TitleLayer-by-layer assembly of {nanoclay-(sol-gel oxide)}n and {nanoclay-(oxide nanoparticle)}n multilayers
Publication TypeJournal Article
Year of Publication2010
AuthorsLuo J, Chen H, Zhang G, Wei Z, Cooke KM
JournalWorld Journal of Engineering
Volume7
Issues2
Start Page526
Pagination526-527
Date Published04/2010
Abstract

This paper reports the layer-by-layer synthesis and growth kinetics of a new class of nanostructured multilayers consisting of montmorillonite (MMT) nanoclays ‘‘glued’’ by sol–gel oxides, such as zirconia (ZrO2) and tin oxide (SnO2), {MMTx-(sol–gel oxide)}n. The multilayers possess an ordered layer structure with tunable nanoscale periods of thickness. Systematic investigation of growth kinetics revealed unique underlying film growth mechanisms. The growth of the MMT and sol–gel ZrO2 layers is strongly coupled.

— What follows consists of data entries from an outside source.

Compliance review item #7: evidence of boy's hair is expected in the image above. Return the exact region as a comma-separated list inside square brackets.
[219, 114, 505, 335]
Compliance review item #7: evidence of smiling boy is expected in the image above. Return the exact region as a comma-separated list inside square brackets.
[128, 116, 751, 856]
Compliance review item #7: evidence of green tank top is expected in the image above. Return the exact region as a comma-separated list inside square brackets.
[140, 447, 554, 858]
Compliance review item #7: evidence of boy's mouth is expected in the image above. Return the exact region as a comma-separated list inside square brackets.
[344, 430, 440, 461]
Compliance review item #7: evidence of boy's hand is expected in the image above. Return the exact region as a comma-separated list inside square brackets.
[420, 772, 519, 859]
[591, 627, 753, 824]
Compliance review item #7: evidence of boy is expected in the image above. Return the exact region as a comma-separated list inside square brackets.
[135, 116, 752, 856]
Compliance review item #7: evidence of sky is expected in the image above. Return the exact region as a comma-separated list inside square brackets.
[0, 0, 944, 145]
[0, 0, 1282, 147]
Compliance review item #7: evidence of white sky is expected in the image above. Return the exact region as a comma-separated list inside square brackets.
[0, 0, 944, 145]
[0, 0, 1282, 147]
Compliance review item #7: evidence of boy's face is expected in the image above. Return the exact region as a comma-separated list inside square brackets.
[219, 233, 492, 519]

For fresh aqueous ZrO2 precursors, the growth rates of sol–gel ZrO2 layers on MMT surfaces as functions of time and precursor concentration do not follow the standard mass transfer or interfacial reaction controlled kinetic models. Furthermore, the growth of the sol–gel oxide layers on MMT surfaces is self-limited to a maximum thickness of 50–60 nm. These observations suggest a surface-mediated growth of sol–gel oxide layers on MMT surfaces, and such growth is likely influenced or controlled by electrostatic interactions. For the aged precursors, the growth mechanism differs; the growth of sol–gel oxide layers is controlled by hydrodynamics and follows the Landau– Levich model. These new findings on detailed growth kinetics, which have been difficult to observe and quantify via the synthesis of more prevailing polyelectrolyte-based multilayers, significantly advance the general understanding of the layer-by-layer electrostatic assembly. Overall, layer-by-layer assembly of multilayers using sol–gel oxides, instead of polyelectrolytes, as both adhesive and functional components in the structure, is a new concept of nanoscale fabrication, which can lead to the development of a broad range of inorganic nanostructured films. The mechanical properties and potential applications of this new class of multilayers are briefly discussed.